But don’t expect the V-280 or SB-1 to hit battlefields until after 2030 — unless their builders find other customers first.
Next year will bring the first flights of the prototype rotorcraft vying to replace the Army’s venerable Black Hawk and other helicopters. But don’t expect the futuristic aircraft to hit battlefields for another decade and a half — unless their manufacturers find other customers first.
The prototypes are being built for the Army’s Joint Multi-Role Technology Demonstrator project by Bell Helicopter and the competing Sikorsky-Boeing team, who touted their work in advance of the Army Aviation Association of America, or “Quad A,” annual summit in Atlanta this week.
Bell is building the V-280 Valor, a tiltrotor aircraft that can take off and land like a helicopter, or rotate its propellers to fly fast like a fixed-wing plane. Sikorsky and Boeing are building the SB-1 Defiant, a high-speed coaxial helicopter with one rotor mounted atop the other. Bell officials say V-280 ground testing is scheduled for next April and first flight for September 2017; Sikorsky-Boeing reps said their SB-1 would fly next year as well.

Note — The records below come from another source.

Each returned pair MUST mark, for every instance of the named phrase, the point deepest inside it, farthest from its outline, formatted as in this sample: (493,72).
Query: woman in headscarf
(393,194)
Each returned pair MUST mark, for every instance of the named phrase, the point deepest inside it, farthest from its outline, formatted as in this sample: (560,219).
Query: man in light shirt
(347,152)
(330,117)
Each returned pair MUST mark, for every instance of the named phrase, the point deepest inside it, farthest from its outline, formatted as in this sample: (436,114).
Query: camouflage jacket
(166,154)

The Army commissioned the demonstrator aircraft in 2013 — after talking about about replacing its helicopters for more than a decade — to prove various new technologies for a replacement for the UH-60. Combat in Iraq and Afghanistan’s hot, high and sandy environments pointed up various performance limitations, so the new rotorcraft are being designed to fly higher, farther, and faster while also carrying more. The project will feed into the Future Vertical Lift program, a vast effort to replace all Army helicopters — which include theAH-64 Apache, CH-46 Chinook, and the OH-58 Kiowa — at a projected cost of around $100 billion.
Thanks to a decade of heavy wartime use, the Black Hawks are wearing out faster than anticipated. But the Army isn’t planning to buy its first new rotorcraft until after 2030. That’s because its acquisition budget — aircraft, armored vehicles, and so forth — has taken a major hit. The service has even been called out by a Dutch Air Force general for the project’s slow pace.
So Bell officials want you to know: they could start cranking out battle-ready aircraft in 2024 or 2025.
“There’s no real technology that needs to be further developed for us to be able to design and develop an aircraft that meets those requirements,” said Vince Tobin, Bell’s vice president of advanced tiltrotor systems. “Our big push now is that, after we fly this and prove out that we can build this aircraft, that we are ready to go into engineering and manufacturing development.”
The company is self-funding much of the project, mainly because the payoff could be so high if its V-280 is chosen by the Army, which operates most of the world’s 2,700 Black Hawks. But Bell is also pitching their tiltrotor as a replacement for other H-60 variants flown by the U.S. Navy, Marine Corps, Air Force and militaries of 26 other countries.
“Our view is that if any of the services that are flying any form of medium-utility, whether that be a SH-60, UH-60, MH-60, that this aircraft can fill that role going forward,” Tobin said.
Bell is currently mating the wing to the fuselage of its V-280, after which “we’ll have what looks like a completed aircraft,” Tobin said. They will mount the tail in the fall and then put the engines at the tip of the wings. This final assembly work is happening in Amarillo, Texas, where the company builds most of its helicopters. Bell built the wing “almost from scratch” and Israeli firm IAI built “almost all of the parts” in the nacelles, Tobin said. Spirit Aerosystems built the fuselage in Wichita, Kansas, and GKN is building the tail in Alabama.
“Right now, we’re sticking to the schedule that we published when we started this effort a couple of years ago,” Tobin said.
The Sikorsky-Boeing team also is putting together their fuselage; final assembly will commence later this year ahead of first flight in 2017, said Doug Shidler, Sikorsky’s program director for its Joint Multi-Role tech demonstrator. Shidler also touted the company’s S-97, a smaller compound helicopter, on which the SB-1 is based. The S-97 has a max gross weight of 11,000 pounds; the SB-1, more than 30,000 pounds.
“That gives us a very broad range to demonstrate this technology and capability that this platform will bring to the warfighter,” Shidler said. “Based on the requirements that come out, we can adapt to their requirements pretty quickly and respond with a configuration that would support them.
In the Middle East, the V-22 Osprey tiltrotor, which flies farther and faster than its traditional helicopter cousins, have been in demand. Last year, the United Arab Emirates asked the U.S.to base Ospreys closer to the fight against Islamic State militants, so downed pilots could be rescued quicker. Longer-range helicopters could also prove more effective in the vast Asia-Pacific region.